What’s kind of lovely is if you go back and go all the way back to the 1950s, because that’s how long the character has been around, and you realize who Patsy Walker was and what it meant and how she then grew up and she went through the period of being a model and all that stuff, Melissa and the writers gave that history it’s own kind of unique spin. I think that when people see it, they’ll recognize that it very much not only works for today’s audience but in the same kind of way, gave Rachael Taylor a very real and grounded place. But what was most important was the relationship between her and Jessica and how these two women who in some ways are sisters, in terms of their friendship, could be that different and yet on the same token, believe in the same kinds of things and that question of what is it to be a hero and the responsibilities that you have when you have abilities is something that brings them together and also continually pushes them apart.

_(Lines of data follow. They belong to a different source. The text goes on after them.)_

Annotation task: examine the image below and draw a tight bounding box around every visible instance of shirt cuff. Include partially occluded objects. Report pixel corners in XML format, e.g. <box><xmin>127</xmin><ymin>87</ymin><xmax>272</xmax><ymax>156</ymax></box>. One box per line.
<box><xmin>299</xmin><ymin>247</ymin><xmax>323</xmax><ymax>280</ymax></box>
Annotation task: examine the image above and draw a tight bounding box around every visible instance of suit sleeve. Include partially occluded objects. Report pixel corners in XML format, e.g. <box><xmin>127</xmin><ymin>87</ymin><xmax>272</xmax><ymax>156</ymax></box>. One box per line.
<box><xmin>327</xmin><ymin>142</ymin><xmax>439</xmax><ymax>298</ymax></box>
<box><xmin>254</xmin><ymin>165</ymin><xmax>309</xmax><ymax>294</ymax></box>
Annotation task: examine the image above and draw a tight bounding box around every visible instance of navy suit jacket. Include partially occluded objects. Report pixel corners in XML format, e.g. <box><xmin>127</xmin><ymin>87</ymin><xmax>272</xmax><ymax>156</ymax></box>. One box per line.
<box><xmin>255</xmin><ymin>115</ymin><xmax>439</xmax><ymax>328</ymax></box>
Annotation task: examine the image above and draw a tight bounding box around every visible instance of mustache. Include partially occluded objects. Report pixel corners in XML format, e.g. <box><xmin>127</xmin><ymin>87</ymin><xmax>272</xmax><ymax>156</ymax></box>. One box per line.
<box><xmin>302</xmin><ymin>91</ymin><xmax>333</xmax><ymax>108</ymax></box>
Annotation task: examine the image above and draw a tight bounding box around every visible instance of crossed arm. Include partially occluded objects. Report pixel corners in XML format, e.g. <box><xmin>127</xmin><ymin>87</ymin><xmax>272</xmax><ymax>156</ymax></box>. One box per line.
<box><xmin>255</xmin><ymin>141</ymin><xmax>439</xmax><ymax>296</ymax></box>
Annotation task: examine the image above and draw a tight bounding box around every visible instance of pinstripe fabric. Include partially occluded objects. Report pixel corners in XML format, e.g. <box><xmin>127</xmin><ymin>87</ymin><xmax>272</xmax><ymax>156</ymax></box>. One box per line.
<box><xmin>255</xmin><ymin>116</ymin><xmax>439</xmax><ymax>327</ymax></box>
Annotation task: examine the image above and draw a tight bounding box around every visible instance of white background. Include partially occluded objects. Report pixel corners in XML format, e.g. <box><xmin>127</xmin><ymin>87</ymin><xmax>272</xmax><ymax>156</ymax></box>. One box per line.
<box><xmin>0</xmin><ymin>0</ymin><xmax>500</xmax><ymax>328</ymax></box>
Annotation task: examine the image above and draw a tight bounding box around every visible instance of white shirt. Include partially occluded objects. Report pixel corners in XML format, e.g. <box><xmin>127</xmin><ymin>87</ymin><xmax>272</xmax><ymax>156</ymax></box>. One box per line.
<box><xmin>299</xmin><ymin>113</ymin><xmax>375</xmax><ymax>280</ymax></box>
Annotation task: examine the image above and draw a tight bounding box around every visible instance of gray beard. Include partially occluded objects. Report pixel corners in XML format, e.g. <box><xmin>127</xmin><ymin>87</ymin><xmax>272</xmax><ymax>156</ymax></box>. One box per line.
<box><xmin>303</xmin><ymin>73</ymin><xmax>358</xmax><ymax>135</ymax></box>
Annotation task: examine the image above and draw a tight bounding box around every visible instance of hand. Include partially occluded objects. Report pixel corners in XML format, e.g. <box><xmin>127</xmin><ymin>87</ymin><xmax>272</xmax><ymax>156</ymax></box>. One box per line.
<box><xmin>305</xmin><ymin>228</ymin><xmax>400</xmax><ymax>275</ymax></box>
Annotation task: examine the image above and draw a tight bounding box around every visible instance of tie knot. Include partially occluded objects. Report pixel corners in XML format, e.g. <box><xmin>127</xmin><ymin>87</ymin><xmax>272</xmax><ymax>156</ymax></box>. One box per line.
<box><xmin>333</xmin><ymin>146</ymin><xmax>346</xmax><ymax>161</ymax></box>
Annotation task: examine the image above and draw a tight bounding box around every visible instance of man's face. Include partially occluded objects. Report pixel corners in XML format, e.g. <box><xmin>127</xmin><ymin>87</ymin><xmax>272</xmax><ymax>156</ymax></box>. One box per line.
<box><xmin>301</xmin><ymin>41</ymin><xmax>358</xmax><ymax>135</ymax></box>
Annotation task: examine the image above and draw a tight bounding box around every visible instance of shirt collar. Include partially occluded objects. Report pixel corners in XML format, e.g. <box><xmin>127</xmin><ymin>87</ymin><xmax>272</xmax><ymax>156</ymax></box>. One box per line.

I think we’re very lucky to have Melissa as a writer who really grasps the insight of what it is to have a friendship with a woman and the way that two women can actually be competitive and friendly and love each other and hate each other and have a history with each other and having grown up with three sisters and no brothers, I watched that dynamic happen all the time and every single thing that these two actors are doing always rings true. They’re some of my favorite scenes to be able to see Rachel and Krysten work together.
Jessica's Differences from Daredevil
Elaborating on comments she'd made at an earlier panel about the differences between Jessica Jones and Daredevil, Rosenberg and Loeb noted Jessica will also fight very differently from the Man Without Fear.
Rosenberg: It really comes down to the characters. They’re very different kinds of characters. Jessica is about paying rent, getting the next client. She’s dealing with a fairly dark past. She’s trying to get through the day. She’s not really trying to save the city, she’s trying to save her apartment. At her core, she does share something with Matt Murdoch that he’s more aware of. At her core, she wants to do something good. She wants to contribute to the world. But there are a lot of personality issues for her that could get in the way. They’re such different characters. Matt has been studying Martial arts. He has extraordinary fighting skills. Jessica Jones is a brawler. She gets drunk, she gets pissed off and then boom! You’re down. She doesn’t have a costume. She doesn’t have a mask. She’s an extremely blunt, direct person and that applies to the action as well.
Loeb: One of the things that we’ve talked a lot about is that in many ways Jessica is a psychological thriller first and a superhero show second. So when you talk about things like what’s the action going to be like and the regular things you would get from a superhero show, it’s going to be different. What you get out of Jessica is a sort of hold your breath tension as to what’s going to happen.